Makes her an African-American, more than the 95 percent of black Americans. It's another case of someone knowing absolutely nothing - about Africa. If Americans whose forefathers came from Africa 300 years ago want to identify themselves with Africa they are making a serious mistake. They aren't 'Africans.' Teresa Heinz Kerry is. Millions of whites in Africa are.

This J. Patrick Rooney guy is a total, evil, witless buffoon.

But what has she got to do with anything? Is somebody putting her on a ballot? It's the kid's stuff again.

If we actually cared about Teresa Heinz Kerry's background in Africa, we might want to ask which side she was on in Mozambique. But let's not. It's old history now and she didn't have any choice when it came to parents.

From people I've met who were born or brought up in Africa, I've learned that they are Africans regardless of color. Isn't the business of saying Teresa is a 'fake' African just another way of saying she's 'not American' - a bit like Canadians are 'nice' because they're 'not American'?

 

Yeah, I guess that is the argument – she’s not one of us.  Fear of “the other” works in elections.

But Ric’s perspective comes from living most of his adult life in Europe, I’d guess – a much smaller place with many languages and cultural differences all jammed together on a chuck of land less than half the size of the United States.  The “other” for Europeans can be a two-hour drive down the road – where everything is different, where people speak a completely different language and eat odd food and all the rest.  One shrugs, and tries to get along.

We, on the other hand, have always had the luxury of relative isolation.  The exotic was always way far away and safe.  Fat men in lederhosen swilling beer and doing that dance where they slap each other, and telling what seem to be jokes in an incomprehensible agglutinated language – that was far, far away – except for some German polka halls in Cleveland, and no one goes to Cleveland.  Africa – we know that from “Born Free” and “The Lion King” – and all those old Tarzan movies MGM used to shoot down in Culver City (the back lot is now an apartment complex that still has a few of the little lakes they used for the river scenes – and I used to live there).  France we know from that Gene Kelly film with Leslie Caron.

And now Kerry wants to foist this odd woman on us.  It is un-American or something.

But was the exotic was always way far away and safe for us?  Ric in Paris wonders about that.

 

It you are ever in New York City an interesting trip is the one in the harbor to Ellis Island, which also includes a stop at the Statue of Liberty.

At one time, say from before the founding of the United States, until the 1960s or 1970s, America was exotic itself.
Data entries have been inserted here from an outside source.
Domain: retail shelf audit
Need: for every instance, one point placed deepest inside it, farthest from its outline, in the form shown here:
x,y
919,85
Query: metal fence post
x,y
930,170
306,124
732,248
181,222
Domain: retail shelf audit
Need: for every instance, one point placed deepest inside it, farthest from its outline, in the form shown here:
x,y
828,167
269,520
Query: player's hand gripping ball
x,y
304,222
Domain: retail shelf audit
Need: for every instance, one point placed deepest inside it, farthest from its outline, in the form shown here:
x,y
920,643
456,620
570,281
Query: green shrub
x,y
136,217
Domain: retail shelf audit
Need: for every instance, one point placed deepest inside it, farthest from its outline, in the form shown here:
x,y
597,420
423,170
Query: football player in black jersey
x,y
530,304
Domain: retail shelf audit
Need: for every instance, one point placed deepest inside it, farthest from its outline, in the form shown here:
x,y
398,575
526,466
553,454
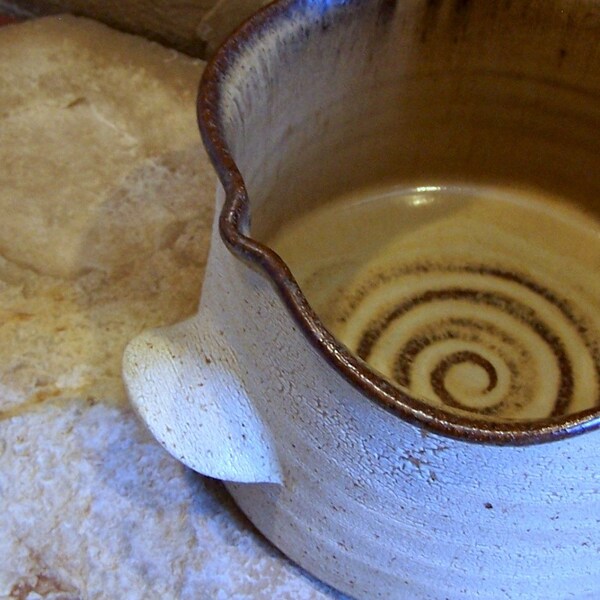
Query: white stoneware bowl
x,y
363,485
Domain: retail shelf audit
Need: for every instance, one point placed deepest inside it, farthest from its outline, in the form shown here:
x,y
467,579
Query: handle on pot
x,y
183,380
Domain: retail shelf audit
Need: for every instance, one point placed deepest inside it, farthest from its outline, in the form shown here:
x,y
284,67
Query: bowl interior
x,y
326,100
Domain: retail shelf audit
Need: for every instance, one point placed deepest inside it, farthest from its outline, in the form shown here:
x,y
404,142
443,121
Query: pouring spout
x,y
184,383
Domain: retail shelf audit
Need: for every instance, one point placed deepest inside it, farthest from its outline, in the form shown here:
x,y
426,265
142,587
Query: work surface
x,y
90,505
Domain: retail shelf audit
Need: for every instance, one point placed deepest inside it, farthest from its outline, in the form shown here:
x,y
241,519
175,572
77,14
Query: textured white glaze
x,y
373,506
430,91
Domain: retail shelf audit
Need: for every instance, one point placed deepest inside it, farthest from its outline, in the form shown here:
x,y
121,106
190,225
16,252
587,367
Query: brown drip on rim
x,y
211,118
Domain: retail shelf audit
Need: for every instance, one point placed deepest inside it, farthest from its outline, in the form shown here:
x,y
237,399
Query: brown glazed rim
x,y
234,219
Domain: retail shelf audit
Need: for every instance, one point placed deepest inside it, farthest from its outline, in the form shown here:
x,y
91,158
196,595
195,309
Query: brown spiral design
x,y
481,340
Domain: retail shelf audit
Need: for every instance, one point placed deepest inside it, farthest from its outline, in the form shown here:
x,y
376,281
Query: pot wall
x,y
379,508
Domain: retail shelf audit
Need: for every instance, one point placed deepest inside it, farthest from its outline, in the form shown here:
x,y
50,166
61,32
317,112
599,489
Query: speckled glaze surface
x,y
367,488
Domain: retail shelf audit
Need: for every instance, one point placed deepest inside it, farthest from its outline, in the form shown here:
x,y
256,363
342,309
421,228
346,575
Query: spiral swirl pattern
x,y
474,339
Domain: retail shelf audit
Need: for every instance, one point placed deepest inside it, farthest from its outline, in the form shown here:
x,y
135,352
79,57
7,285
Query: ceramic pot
x,y
370,489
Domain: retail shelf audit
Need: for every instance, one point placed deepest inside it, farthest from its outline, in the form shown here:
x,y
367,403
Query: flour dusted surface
x,y
91,505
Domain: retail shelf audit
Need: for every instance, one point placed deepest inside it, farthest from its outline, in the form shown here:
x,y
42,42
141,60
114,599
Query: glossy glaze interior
x,y
316,99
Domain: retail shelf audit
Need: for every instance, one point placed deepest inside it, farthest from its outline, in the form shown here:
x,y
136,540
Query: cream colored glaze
x,y
497,353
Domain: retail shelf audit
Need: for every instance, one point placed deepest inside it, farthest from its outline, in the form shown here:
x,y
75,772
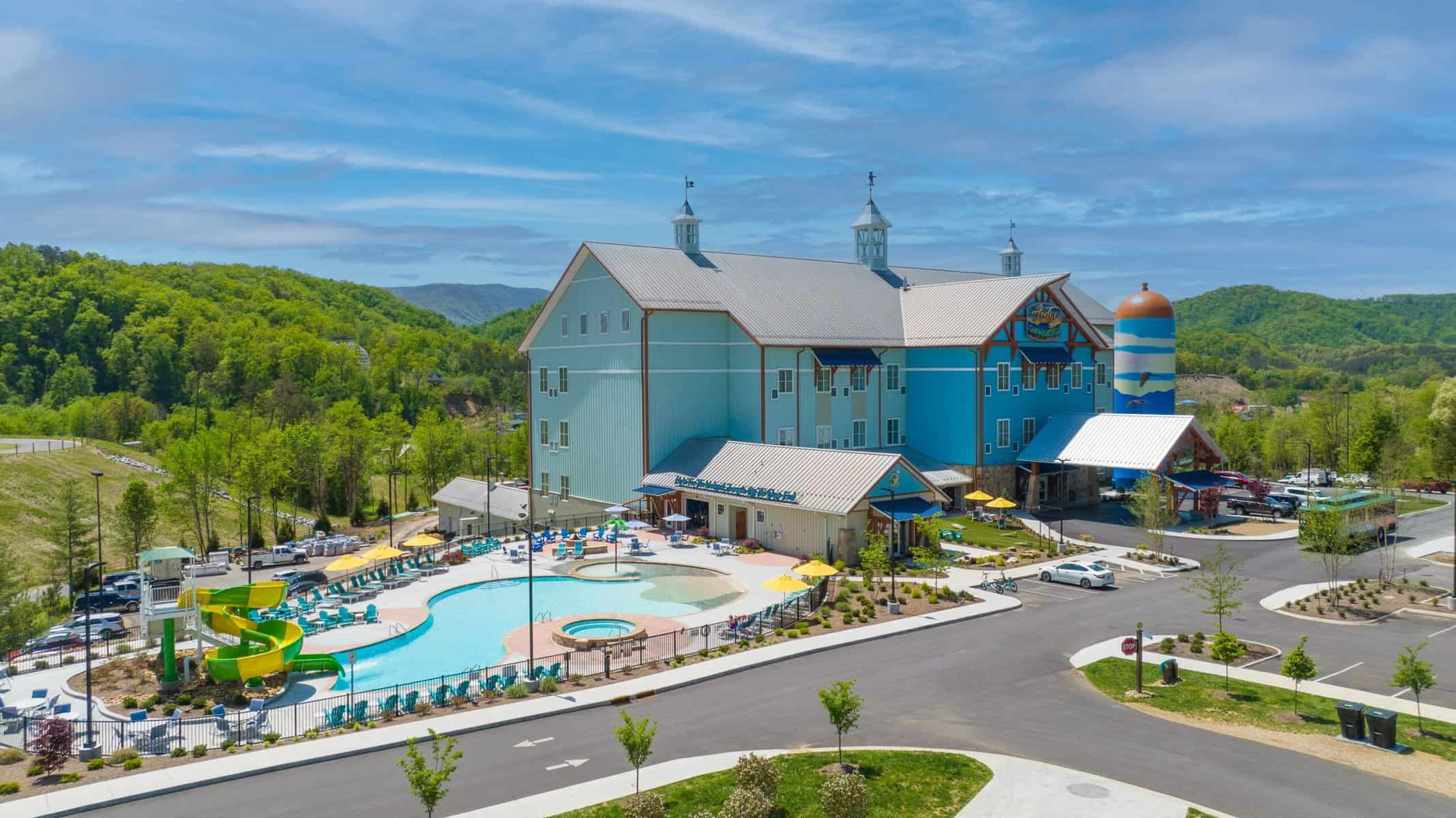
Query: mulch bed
x,y
1367,600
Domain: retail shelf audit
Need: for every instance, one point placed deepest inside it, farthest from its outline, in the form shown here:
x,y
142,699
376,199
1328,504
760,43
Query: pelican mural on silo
x,y
1144,364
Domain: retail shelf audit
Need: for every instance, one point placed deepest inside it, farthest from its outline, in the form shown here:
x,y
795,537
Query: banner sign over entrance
x,y
753,492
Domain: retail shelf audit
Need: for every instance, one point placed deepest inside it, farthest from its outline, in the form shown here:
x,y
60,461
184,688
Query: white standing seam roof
x,y
1114,442
826,479
507,502
788,302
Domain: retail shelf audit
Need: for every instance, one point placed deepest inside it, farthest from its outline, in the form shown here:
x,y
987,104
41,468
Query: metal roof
x,y
1114,442
507,502
824,479
788,302
938,474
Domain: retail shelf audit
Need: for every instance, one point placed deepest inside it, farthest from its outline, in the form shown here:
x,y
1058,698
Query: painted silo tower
x,y
1142,361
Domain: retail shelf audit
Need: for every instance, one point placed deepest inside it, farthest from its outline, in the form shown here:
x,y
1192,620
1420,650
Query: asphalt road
x,y
998,684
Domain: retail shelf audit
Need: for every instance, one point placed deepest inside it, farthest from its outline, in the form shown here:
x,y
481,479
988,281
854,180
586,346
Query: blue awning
x,y
1199,481
653,491
1045,354
845,357
908,509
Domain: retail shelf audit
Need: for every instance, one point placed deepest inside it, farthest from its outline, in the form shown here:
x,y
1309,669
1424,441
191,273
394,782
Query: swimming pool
x,y
468,625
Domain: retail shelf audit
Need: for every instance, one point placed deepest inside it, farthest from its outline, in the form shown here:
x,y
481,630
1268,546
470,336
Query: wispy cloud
x,y
361,157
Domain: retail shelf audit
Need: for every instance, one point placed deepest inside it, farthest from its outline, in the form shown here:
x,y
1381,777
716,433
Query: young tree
x,y
1149,507
428,779
874,559
1226,648
1217,586
635,737
842,705
138,514
1416,673
1299,667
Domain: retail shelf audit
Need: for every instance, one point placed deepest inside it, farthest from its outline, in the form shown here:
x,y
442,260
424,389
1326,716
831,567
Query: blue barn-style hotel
x,y
792,401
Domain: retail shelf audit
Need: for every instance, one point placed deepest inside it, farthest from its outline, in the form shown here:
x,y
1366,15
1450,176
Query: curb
x,y
505,721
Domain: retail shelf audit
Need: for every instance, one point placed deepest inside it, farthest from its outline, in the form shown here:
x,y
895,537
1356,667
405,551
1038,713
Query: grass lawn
x,y
1406,505
926,785
1256,705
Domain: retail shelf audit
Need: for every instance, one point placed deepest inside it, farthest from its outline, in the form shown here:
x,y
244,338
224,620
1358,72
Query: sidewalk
x,y
1018,788
1114,648
288,756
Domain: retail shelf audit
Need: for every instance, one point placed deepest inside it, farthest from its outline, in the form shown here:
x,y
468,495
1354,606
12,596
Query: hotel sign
x,y
1044,320
752,492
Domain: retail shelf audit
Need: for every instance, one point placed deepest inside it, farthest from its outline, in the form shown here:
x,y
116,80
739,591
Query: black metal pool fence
x,y
200,727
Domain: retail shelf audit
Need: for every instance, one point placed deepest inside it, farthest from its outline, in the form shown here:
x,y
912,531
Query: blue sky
x,y
391,142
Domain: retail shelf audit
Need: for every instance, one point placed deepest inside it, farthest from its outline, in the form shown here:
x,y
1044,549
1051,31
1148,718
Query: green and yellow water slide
x,y
267,647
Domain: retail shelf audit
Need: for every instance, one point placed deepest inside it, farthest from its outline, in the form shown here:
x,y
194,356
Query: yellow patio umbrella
x,y
347,562
382,552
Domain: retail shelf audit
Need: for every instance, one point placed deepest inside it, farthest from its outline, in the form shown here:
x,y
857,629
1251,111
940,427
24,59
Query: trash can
x,y
1352,724
1382,727
1170,669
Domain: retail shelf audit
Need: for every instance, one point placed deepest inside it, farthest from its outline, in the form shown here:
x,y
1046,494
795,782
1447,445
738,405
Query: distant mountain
x,y
469,303
1273,338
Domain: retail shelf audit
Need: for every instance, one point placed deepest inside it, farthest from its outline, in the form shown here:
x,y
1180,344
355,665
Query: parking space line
x,y
1340,671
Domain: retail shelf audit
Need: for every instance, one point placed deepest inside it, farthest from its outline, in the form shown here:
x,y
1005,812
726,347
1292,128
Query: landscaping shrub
x,y
845,797
745,802
758,772
644,805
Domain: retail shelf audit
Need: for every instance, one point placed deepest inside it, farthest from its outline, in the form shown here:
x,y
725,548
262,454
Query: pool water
x,y
468,625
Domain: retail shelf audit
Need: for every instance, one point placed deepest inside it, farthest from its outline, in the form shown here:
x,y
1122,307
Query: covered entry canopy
x,y
1146,443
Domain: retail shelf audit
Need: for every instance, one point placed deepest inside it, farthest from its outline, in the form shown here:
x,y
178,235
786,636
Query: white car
x,y
1085,574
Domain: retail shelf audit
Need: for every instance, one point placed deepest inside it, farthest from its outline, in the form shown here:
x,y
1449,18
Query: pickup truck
x,y
278,555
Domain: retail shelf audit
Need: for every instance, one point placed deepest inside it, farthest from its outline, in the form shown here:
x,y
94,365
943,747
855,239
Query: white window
x,y
823,379
785,382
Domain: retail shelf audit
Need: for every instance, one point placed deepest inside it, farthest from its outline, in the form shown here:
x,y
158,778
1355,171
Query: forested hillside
x,y
465,305
1289,342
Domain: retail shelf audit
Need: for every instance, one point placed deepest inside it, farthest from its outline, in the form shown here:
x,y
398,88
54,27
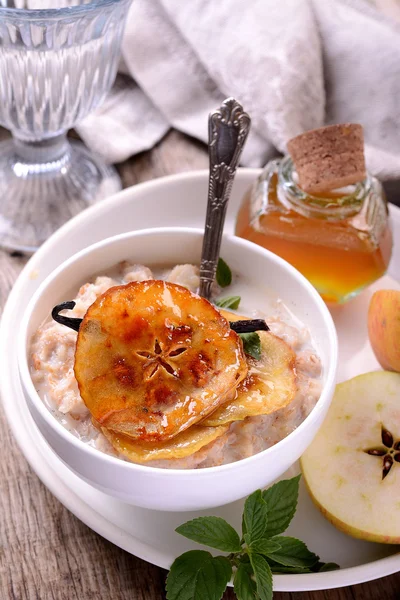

Millions of 'exotic' foreigners were filtered into America via Ellis Island, and the statue was a result of a subscription made by the French.

From what I hear, many Americans are now only 'at home' if they live close to a 'mall' containing cloned shops, that are reproduced endlessly across the land. A narrow, twisty, Paris street evokes no affection or awe - it's too annoyingly complicated.

But to Europeans America is truly exotic. Even your hurricanes are exotic. Imagine - you can't leave the 'safety' of your house being destroyed by water and winds because of all the alligators flying around!

It's time for Americans to recognize the exotic at home. The risks of living in America are real. Coming soon - homemade 'boutique' cheese!

 

Indeed yes.

But it’s not, however, that we’re racist (the Obama-Keyes issues) or xenophobic (Teresa Heinz Kerry is too odd and neither black nor white).  We’re just… what?  Careful?

This is one interesting culture here.